The second trend is that this epidemic is actually two epidemics — one in a handful of states and the other in the rest of the country. New York and New Jersey comprise more than half of all American COVID-19 cases; the case rate per million population in these two states is more than 10 times that of the rest of the country. (Add California, Washington, Michigan and Illinois, and you have two-thirds of all American cases.) These high-incidence states may require a different federal approach and more local control than some of the Midwestern and southcentral states. What’s right for New York City may not be right for Des Moines, Iowa.

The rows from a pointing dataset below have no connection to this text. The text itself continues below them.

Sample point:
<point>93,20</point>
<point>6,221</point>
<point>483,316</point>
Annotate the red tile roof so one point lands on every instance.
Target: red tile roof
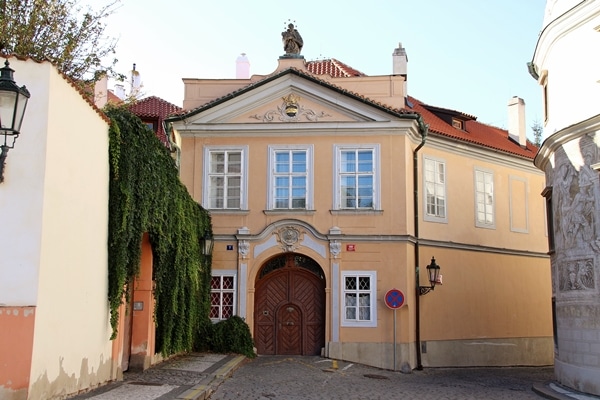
<point>332,67</point>
<point>156,109</point>
<point>313,77</point>
<point>475,132</point>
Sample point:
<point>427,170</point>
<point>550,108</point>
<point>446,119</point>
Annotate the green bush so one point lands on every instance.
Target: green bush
<point>228,336</point>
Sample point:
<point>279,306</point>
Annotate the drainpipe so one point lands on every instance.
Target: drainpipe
<point>424,130</point>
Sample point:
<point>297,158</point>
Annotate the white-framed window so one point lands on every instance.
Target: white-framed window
<point>225,178</point>
<point>356,177</point>
<point>484,198</point>
<point>222,295</point>
<point>359,302</point>
<point>434,182</point>
<point>291,180</point>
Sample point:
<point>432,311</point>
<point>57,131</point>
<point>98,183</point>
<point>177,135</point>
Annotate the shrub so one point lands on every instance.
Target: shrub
<point>228,336</point>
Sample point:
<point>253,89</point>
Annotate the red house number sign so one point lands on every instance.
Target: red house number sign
<point>394,299</point>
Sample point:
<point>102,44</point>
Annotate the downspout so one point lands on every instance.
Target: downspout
<point>424,129</point>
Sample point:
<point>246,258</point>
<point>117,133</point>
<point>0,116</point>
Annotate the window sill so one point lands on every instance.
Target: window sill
<point>356,212</point>
<point>214,211</point>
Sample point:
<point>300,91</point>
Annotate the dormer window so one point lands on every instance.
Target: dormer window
<point>457,123</point>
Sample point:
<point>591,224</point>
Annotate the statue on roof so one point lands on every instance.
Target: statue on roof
<point>292,41</point>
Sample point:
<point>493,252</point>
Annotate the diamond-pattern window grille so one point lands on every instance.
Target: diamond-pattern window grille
<point>222,297</point>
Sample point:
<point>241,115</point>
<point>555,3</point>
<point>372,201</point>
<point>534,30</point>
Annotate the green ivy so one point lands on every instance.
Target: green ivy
<point>147,196</point>
<point>228,336</point>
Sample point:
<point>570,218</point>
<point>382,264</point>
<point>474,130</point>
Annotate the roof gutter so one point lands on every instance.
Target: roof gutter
<point>424,129</point>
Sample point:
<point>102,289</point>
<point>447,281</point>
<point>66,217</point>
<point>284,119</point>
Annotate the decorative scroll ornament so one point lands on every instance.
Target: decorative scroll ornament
<point>335,247</point>
<point>290,111</point>
<point>288,237</point>
<point>243,248</point>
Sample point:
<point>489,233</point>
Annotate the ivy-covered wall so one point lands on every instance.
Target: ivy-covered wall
<point>146,195</point>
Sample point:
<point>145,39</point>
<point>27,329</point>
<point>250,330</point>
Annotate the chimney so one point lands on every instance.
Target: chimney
<point>101,92</point>
<point>400,61</point>
<point>242,67</point>
<point>136,83</point>
<point>400,67</point>
<point>120,91</point>
<point>516,121</point>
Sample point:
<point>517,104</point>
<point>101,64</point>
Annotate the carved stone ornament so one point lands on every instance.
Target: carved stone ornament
<point>289,237</point>
<point>335,247</point>
<point>290,111</point>
<point>243,248</point>
<point>577,275</point>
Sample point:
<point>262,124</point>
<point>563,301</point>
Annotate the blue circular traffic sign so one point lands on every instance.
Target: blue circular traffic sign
<point>394,299</point>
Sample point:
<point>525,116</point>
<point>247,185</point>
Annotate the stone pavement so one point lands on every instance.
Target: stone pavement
<point>193,376</point>
<point>226,377</point>
<point>295,378</point>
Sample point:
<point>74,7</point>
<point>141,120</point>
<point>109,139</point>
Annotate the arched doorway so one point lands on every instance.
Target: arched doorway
<point>289,306</point>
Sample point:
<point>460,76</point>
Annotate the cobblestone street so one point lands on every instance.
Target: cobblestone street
<point>290,378</point>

So perhaps a regionally directed policy should be considered. We could pull back mitigation in the least hard-hit areas, and observe the health and economic metrics. To provide an economic stimulus to areas where tighter measures remain in place, pull-back priority should be given to low-risk areas with critical industries and responsibility for delivering goods to the entire country. Include small businesses in the local pullback as well. Even low-risk areas must prevent large groups gathering at the same time. So implicit in any approach is that we must implement special policies to protect our high-risk citizens.

This strategy would mean travel restrictions to and from heavily hit areas to avoid importation of cases and carriers — unpleasant but essential. This regional approach could be reevaluated at three- to four-week intervals for its effect on disease mitigation and the economy. If this approach worked, other areas could be “opened up” gradually with similar caveats. If the approach is failing, the need to continue stringent social isolation would be unassailable.

Desperate times call for desperate measures. To succeed, our planners will require the fundamentals needed in any disaster: a command of the facts, good judgment, a healthy respect for uncertainty, strict devotion to infection control and public health details and flexibility.

Dr. Cory Franklin is a retired intensive care physician. Dr. Robert A Weinstein is an infectious disease specialist at Rush University Medical Center. The two worked together in Chicago during past flu outbreaks and the AIDS epidemic.